Neugram Design Principles

3 November 2017

Neugram is a new project with a long way to go. To help stay focused over a long project and to make it accessible to potential new contributors, this post documents some design principles for Neugram.

There are lots of considerations in designing a language, more than it would make sense to list in a post specific to one language. Instead, this post focuses on the unusual aspects of Neugram, and the way those aspects constrain future design.

1. Go statements should be equivalent Neugram statements.

Neugram is for that space of programs you would like to write in Go but the language doesn’t fit, and no other language quit fits either: tasks that are too complex for bash, are possible in Python or Perl or Ruby but would benefit from static types or other Go features or packages.

One of the major reasons to use Neugram is to take advantage of all that Go knowledge some of us keep in our heads for writing larger programs, so Neugram should be as unsurprising as possible to a Go programmer. To that end, as Neugram gets features that aren’t in Go, the features should be extensions to the language, not incompatible changes.

2. If a feature makes sense as a Go proposal, propose it for Go.

Neugram is for scripting, and it is deeply intertwined with Go. You shouldn’t find yourself replacing a Go program with a Neugram program. If Go was already the right tool for the job, then it still is. Features that would make Go better for a job belong in a Go proposal, not Neugram.

This is a very useful principle for evaluating features as it makes it easy to reject some big proposals independent of their intrinsic value. For example, generics (specifically some kind of parametric polymorphism) would be really useful. But generics would also be really useful in Go and are a major part of the discussion around Go 2. So it is inappropriate to consider generics for Neugram. If you have something in mind for generics, write a proposal for Go 2!

3. The higher-level the language, the more surprises.

Neugram is a higher-level language than Go, and as such is allowed to be surprising in ways we wouldn’t expect in Go.

For example, if you see

	x[y]

in Go code, with no other context you know you are indexing into an array, slice, or map named x with an existing value y. As such, the amortized cost of the expression x[y] is O(1). This is a wonderful feature of Go when reading through unfamiliar code where performance matters, and one I would never want to lose.

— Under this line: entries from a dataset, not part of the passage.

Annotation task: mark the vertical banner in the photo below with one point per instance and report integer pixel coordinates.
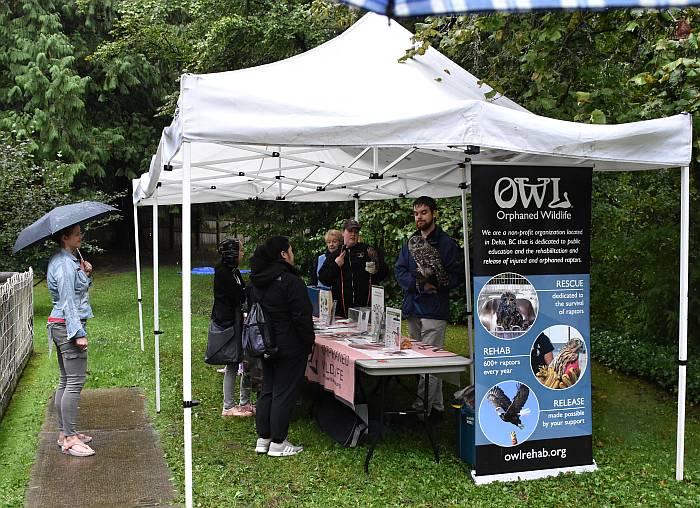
(532, 332)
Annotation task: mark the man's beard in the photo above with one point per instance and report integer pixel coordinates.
(425, 225)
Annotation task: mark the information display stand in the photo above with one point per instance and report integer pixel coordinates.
(532, 331)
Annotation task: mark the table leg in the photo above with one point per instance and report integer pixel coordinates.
(426, 418)
(378, 434)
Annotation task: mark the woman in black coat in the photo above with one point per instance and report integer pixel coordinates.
(229, 300)
(286, 305)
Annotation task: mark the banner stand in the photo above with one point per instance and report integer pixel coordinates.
(530, 475)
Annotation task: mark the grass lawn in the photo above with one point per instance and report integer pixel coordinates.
(633, 428)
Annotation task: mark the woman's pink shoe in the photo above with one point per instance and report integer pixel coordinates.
(249, 407)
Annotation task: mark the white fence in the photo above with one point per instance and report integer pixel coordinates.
(16, 330)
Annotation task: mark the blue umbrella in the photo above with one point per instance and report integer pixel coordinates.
(60, 218)
(405, 8)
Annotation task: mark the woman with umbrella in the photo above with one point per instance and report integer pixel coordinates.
(68, 279)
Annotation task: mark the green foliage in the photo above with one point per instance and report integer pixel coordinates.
(28, 191)
(640, 358)
(603, 67)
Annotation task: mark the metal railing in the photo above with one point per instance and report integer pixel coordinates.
(16, 330)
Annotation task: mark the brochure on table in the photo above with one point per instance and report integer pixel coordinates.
(326, 307)
(392, 333)
(377, 317)
(532, 336)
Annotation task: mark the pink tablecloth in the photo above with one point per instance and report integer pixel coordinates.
(332, 364)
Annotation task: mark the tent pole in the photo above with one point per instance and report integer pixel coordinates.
(156, 301)
(683, 319)
(138, 273)
(467, 275)
(187, 319)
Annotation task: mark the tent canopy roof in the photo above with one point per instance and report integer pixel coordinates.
(347, 120)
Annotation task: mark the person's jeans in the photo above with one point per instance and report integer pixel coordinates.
(72, 365)
(430, 331)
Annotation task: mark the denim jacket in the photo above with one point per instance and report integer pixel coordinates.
(68, 286)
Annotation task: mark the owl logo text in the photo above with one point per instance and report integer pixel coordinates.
(509, 191)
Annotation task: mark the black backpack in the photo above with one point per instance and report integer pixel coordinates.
(258, 341)
(339, 421)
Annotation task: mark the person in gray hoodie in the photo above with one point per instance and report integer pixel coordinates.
(281, 292)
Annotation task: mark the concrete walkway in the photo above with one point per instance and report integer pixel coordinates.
(128, 468)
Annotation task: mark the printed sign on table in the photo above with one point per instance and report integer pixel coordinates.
(377, 317)
(392, 333)
(532, 333)
(325, 307)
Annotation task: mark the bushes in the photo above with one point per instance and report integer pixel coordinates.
(655, 362)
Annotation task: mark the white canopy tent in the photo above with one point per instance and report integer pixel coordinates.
(347, 121)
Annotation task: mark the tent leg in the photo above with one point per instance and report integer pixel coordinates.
(683, 319)
(467, 274)
(138, 273)
(156, 305)
(187, 319)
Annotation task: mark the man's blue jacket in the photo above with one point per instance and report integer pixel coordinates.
(424, 305)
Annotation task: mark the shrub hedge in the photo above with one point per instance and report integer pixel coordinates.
(654, 362)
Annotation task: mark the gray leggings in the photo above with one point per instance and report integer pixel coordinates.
(72, 364)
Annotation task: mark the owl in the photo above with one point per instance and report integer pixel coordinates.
(507, 315)
(567, 355)
(427, 259)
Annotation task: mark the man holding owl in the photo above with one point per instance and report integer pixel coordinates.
(428, 267)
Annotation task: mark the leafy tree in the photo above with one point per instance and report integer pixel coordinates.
(27, 191)
(603, 67)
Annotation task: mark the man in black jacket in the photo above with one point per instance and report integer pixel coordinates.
(286, 305)
(351, 270)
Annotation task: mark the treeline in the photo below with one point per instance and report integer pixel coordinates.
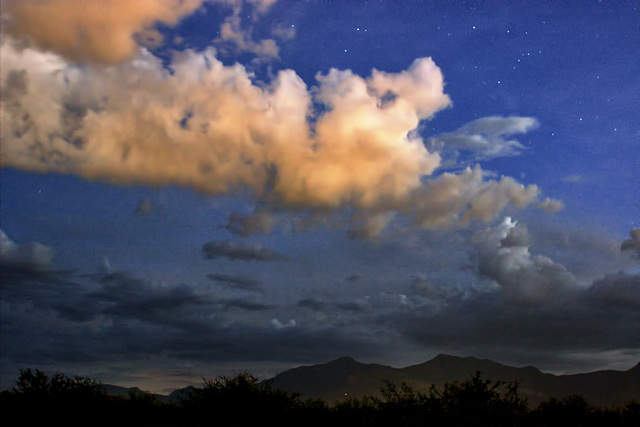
(38, 399)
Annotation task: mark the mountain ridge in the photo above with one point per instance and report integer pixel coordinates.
(345, 377)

However in a higher-level language, the value of knowing the performance of square brackets matters less to me than the flexibility of being able to index into a custom type backed by something interesting. I mind far less in my script if x[y] triggers an RPC or runs an SQLite statement, in fact that sounds like a useful and interesting feature.

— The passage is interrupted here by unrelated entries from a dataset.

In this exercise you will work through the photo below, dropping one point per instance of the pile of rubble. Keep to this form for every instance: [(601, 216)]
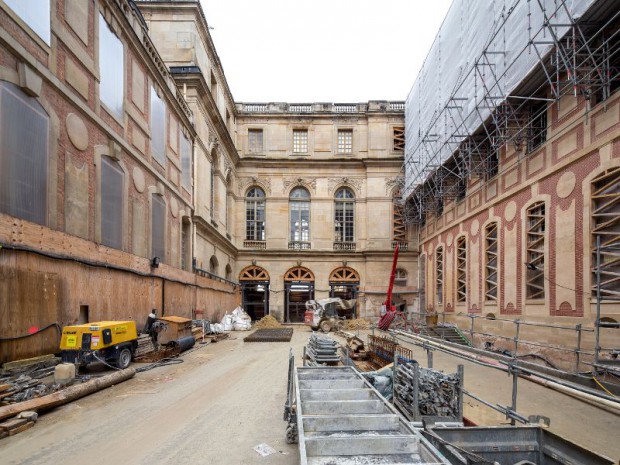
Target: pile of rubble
[(421, 392), (358, 323), (322, 350), (267, 322)]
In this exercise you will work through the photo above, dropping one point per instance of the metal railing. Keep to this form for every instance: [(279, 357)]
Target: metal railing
[(255, 245), (344, 245), (517, 342), (299, 245)]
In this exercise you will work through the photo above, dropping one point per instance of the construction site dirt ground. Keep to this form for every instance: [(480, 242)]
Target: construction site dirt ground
[(228, 397)]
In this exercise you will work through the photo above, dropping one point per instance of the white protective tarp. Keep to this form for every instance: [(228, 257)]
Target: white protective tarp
[(496, 33)]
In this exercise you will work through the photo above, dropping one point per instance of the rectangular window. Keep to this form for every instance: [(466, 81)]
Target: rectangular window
[(300, 141), (24, 151), (491, 262), (345, 140), (112, 185), (158, 127), (36, 14), (344, 221), (399, 140), (606, 231), (255, 140), (111, 69), (536, 251), (186, 162), (439, 274), (158, 227), (300, 221), (461, 270)]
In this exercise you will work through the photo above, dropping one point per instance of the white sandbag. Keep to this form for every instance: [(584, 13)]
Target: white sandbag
[(242, 325), (227, 322)]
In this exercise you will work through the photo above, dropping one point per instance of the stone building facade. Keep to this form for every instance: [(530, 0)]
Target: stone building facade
[(126, 172)]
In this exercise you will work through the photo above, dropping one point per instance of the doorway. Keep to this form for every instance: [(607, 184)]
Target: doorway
[(299, 288), (344, 282), (255, 291)]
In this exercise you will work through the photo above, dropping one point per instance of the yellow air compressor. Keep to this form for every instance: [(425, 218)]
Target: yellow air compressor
[(110, 341)]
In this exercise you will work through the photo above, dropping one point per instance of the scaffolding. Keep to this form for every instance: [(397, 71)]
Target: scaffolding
[(488, 81)]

So operator overloading, a feature I would never want to see in Go, is very much on the table for Neugram.

4. Minimize novelty to maximize casual programming.

I do not write significant scripts every day. Not even every week.

The rest of the time, my programming is inside existing large programs, in languages like Go or C++. When it comes time to write a script, I can pick from a number of languages I have used before, like bash, Perl, or python. In each of these languages I have written tens of thousands of lines, but I do so infrequently enough that by the time it comes to write my next script I have forgotten the libraries and syntax to do common tasks. How do I find and replace in strings, or format dates and times, or manipulate files? My programming time ends up divided between the text editor writing the program and a web browser searching for _“how do I _ in {Perl,python,bash}”_. This is frustrating.

The goal of Neugram is that if you are programming in Go daily, you can take all your knowledge of Go syntax and its standard libraries and use them when doing the casual programming of writing a script.

To this end, Neugram should minimize its innovation. If there is a syntax trick, it should aim to be One Big Trick (like the shell’s $$) that is easy to remember rather than a lot of unusual cases.